Carla took a long drag on her cigarette, holding the smoke in her lungs for as long as she could. It did nothing to calm her nerves; she felt all the eyes in the small room, seen and unseen, focus on the slight tremor in her hand when she raised it to her mouth.

"Like I told your people already, multiple times—I have no idea what it is you think he's taken. I had nothing to do with it."

The man across the table wasn't the first to question her today, but he was by far the most irritating. Smug and supercilious and wearing a suit and tie too expensive for the FBI agent he claimed to be, he acted like he knew everything there was to know about her just by looking at her.

"You seem nervous, Mrs. Reddington."

Carla let out a humorless laugh.

"You effectively kidnap me and my daughter in the middle of the night, take us to a strange place, and interrogate me for hours without letting me see her." She shook her head and took another shaky drag. "You tell me all sorts of horrible things about my husband, saying he's a criminal and treating me like you think we're in cahoots with each other… Of course I'm nervous. If I was fine with this, that's when you should worry."

Furiously, she stamped out her cigarette, adding to the growing pile in the ashtray on the worn table. "That was my last one. Do you have another?"

Mr. Sanctimonious motioned to someone through the one-way glass and another officer came in with a fresh pack of cigarettes. He slid them across the table to her like he was doing her a great kindness.

"I hear what you're saying, Mrs. Reddington, believe me, I do. I just find it hard to believe that such a… loving and dedicated couple wouldn't share important things with each other."

"If you were as much of an expert on Raymond Reddington as you say you are, we wouldn't even be having this conversation. It's hilarious that you think he actually tells me anything."


Carla looked up as the interrogation door opened and bit her tongue, quite literally, to stop herself from screaming in frustration when it was Mr. Sanctimonious who walked in. She'd been hoping for another changing of the guard, to no avail.

"Look. We've been doing this for hours and hours. I'm not even going to go through the motions at this point unless you let me see my daughter."

The man wouldn't look at Carla, just moved swiftly around the table and unlocked her cuffs. "You're free to go," he said, quietly. He seemed… defeated, humbled somehow.
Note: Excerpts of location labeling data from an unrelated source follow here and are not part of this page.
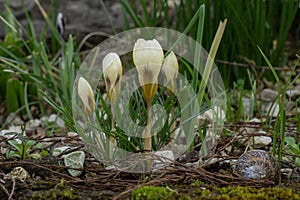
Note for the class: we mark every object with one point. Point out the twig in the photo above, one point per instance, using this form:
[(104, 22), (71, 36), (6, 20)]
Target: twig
[(4, 189)]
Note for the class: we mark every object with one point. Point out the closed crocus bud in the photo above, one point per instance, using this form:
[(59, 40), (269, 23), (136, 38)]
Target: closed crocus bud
[(112, 71), (86, 95), (170, 71), (148, 57)]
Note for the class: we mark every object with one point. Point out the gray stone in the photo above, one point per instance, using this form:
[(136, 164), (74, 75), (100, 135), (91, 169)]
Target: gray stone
[(268, 95), (82, 16)]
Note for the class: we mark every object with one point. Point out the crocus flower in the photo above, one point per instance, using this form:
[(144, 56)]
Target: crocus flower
[(148, 57), (86, 95), (112, 71)]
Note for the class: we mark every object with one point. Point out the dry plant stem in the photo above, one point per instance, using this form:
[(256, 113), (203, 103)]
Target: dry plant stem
[(4, 189), (13, 189)]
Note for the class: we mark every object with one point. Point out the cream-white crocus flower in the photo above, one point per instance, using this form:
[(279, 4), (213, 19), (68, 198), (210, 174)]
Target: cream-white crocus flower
[(112, 71), (86, 95), (148, 57)]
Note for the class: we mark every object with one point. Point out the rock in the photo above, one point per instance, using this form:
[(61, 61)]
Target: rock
[(57, 120), (255, 120), (286, 172), (293, 93), (262, 141), (189, 157), (82, 17), (215, 114), (75, 160), (246, 104), (272, 109), (268, 95), (59, 150), (18, 173), (72, 134), (257, 164)]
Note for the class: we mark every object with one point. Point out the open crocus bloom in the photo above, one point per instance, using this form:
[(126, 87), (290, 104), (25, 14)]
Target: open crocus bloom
[(148, 57), (86, 95), (170, 70), (112, 71)]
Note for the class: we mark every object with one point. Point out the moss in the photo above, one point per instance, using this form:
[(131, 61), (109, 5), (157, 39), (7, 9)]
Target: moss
[(241, 193), (55, 194), (152, 192)]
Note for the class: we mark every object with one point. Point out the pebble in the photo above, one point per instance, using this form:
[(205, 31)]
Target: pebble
[(257, 164), (165, 158), (273, 109), (268, 95), (215, 114), (286, 172), (57, 120)]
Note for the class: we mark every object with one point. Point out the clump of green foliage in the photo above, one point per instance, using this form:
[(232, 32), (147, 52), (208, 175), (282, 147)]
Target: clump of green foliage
[(24, 147)]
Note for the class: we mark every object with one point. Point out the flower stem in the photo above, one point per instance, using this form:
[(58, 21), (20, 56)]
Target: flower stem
[(147, 133)]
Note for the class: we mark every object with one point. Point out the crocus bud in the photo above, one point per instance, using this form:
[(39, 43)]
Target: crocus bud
[(148, 57), (170, 71), (112, 71), (86, 95), (60, 24)]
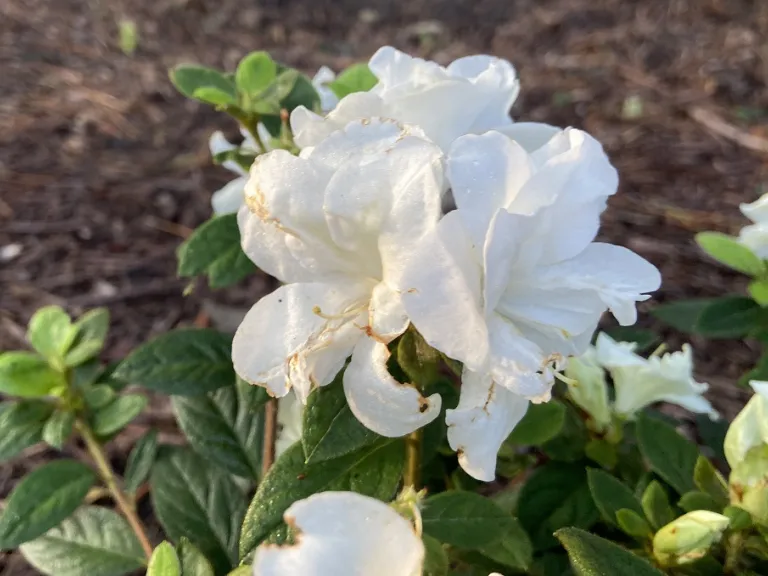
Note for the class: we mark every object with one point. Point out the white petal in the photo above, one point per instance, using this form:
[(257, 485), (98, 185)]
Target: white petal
[(343, 534), (441, 293), (283, 338), (379, 401), (485, 416)]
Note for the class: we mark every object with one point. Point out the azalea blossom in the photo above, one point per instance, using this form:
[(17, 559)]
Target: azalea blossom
[(640, 382), (337, 225), (511, 282), (755, 236), (470, 95)]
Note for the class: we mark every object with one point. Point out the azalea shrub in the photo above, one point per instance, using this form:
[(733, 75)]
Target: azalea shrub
[(426, 393)]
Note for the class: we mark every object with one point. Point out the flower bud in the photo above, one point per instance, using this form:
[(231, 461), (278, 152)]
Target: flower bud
[(689, 537)]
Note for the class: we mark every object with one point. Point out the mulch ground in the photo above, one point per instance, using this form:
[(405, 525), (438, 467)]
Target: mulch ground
[(104, 168)]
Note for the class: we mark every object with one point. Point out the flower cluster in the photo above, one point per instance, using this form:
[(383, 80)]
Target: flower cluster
[(510, 283)]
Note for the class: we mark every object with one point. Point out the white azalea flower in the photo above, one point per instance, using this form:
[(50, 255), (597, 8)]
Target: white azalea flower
[(338, 224), (750, 427), (512, 282), (471, 95), (640, 382), (755, 236)]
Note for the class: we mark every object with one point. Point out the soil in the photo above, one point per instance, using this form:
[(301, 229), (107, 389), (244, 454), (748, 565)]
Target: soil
[(104, 168)]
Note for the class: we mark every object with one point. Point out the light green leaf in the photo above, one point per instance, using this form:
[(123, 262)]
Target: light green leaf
[(117, 414), (140, 461), (730, 252), (593, 556), (92, 328), (192, 499), (27, 375), (182, 362), (164, 561), (42, 499), (21, 426), (93, 541), (51, 332), (225, 427)]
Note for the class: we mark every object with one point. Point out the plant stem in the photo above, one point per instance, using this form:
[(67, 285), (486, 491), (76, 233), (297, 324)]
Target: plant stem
[(108, 476), (270, 436), (413, 460)]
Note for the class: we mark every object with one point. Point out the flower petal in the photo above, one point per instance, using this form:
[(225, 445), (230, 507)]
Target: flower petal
[(343, 534), (485, 416), (379, 401)]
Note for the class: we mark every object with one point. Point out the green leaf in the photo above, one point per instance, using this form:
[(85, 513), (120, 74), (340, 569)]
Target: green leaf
[(181, 362), (117, 414), (42, 499), (593, 556), (731, 252), (193, 563), (58, 428), (164, 561), (140, 461), (463, 519), (93, 541), (610, 495), (730, 317), (21, 426), (51, 332), (556, 495), (541, 423), (329, 429), (356, 78), (291, 479), (188, 78), (192, 499), (92, 328), (27, 375), (669, 454), (255, 72), (225, 427)]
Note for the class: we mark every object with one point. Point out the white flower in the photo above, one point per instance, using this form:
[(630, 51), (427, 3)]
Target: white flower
[(511, 282), (337, 224), (343, 534), (755, 236), (471, 95), (750, 427), (640, 382)]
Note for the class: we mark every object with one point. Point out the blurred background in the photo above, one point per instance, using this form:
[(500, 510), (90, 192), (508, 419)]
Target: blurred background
[(105, 169)]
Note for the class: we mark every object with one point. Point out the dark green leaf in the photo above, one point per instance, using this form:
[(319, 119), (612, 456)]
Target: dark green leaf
[(225, 427), (192, 499), (43, 498), (181, 362), (140, 461), (93, 541), (593, 556), (21, 426)]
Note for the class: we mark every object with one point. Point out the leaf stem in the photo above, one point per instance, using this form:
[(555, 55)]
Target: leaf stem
[(108, 476)]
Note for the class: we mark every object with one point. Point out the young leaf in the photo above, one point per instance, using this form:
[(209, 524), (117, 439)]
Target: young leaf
[(58, 428), (195, 500), (225, 427), (164, 561), (140, 461), (27, 375), (329, 429), (182, 362), (610, 495), (93, 541), (593, 556), (43, 498), (669, 454), (21, 426), (730, 252)]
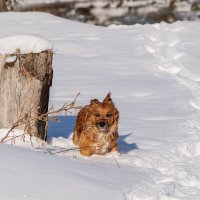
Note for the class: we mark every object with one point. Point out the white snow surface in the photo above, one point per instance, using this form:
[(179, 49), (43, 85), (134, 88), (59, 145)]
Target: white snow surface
[(154, 76), (25, 43)]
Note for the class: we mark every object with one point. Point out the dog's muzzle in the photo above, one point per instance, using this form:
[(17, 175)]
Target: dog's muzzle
[(102, 125)]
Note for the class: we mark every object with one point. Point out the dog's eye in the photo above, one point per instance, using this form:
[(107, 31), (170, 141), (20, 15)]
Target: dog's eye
[(108, 115), (97, 114)]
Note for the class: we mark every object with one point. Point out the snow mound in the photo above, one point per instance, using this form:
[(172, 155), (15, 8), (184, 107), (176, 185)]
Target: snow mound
[(26, 44)]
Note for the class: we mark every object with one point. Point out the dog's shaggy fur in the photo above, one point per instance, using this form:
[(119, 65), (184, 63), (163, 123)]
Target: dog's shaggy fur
[(96, 129)]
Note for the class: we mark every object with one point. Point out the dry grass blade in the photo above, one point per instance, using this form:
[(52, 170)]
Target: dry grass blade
[(29, 121)]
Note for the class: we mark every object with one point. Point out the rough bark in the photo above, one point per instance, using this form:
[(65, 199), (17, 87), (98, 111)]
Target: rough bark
[(25, 81)]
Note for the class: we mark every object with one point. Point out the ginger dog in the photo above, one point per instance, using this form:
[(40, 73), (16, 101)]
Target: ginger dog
[(96, 129)]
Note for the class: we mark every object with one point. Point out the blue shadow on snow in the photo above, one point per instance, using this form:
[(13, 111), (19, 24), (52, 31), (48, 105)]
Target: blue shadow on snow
[(65, 126)]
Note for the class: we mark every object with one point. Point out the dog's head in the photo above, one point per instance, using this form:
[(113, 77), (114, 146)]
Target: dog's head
[(103, 114)]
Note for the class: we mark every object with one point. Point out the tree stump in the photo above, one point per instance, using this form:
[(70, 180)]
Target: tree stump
[(3, 5), (25, 81)]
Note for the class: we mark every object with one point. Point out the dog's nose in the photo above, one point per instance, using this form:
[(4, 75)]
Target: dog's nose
[(102, 124)]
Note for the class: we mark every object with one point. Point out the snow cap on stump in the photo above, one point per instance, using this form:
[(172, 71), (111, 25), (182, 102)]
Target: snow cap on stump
[(26, 44)]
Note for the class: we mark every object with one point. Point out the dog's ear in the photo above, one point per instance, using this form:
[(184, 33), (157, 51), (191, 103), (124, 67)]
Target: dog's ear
[(108, 99), (94, 101)]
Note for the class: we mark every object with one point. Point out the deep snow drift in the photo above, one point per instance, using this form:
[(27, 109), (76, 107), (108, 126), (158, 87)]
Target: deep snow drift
[(153, 73)]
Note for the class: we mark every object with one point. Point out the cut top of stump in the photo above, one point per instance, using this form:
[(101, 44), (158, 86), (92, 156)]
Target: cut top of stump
[(25, 43)]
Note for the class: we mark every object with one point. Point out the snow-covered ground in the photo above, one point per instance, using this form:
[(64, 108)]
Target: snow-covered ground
[(153, 73)]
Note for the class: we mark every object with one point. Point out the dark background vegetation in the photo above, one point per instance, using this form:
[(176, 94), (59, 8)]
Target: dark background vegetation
[(105, 12)]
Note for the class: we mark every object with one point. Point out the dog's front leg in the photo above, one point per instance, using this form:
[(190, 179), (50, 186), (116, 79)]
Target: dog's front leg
[(87, 148)]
"I don't understand. Half an hour ago, I was public enemy number two. What changed?"

"Well, somebody showed up to talk some sense into him, that's what changed," came a familiar voice from the doorway.

"Alan!"

Carla's relief at seeing Alan Fitch's face, careworn but handsome, was short-lived. She and Jennifer were to be put in witness protection, he explained, effective immediately. Her life as she knew it was over.

"He'll try to find us," she said, half in a daze.

Alan shook his head, tried to reassure her that she and her daughter would be safe and unreachable—Raymond wouldn't even try to look for them after the scene he'd find when he went home. His voice was emotionless and perfunctory when he told her about the blood.

Carla was horrified. The only way she avoided being paralyzed by guilt was to blame everything on Raymond. If he hadn't done whatever it was he did, if he could've just kept his head down and done his job like he was supposed to, none of this ever would have happened.

Carla would be Naomi for over twenty years before they'd cross paths again.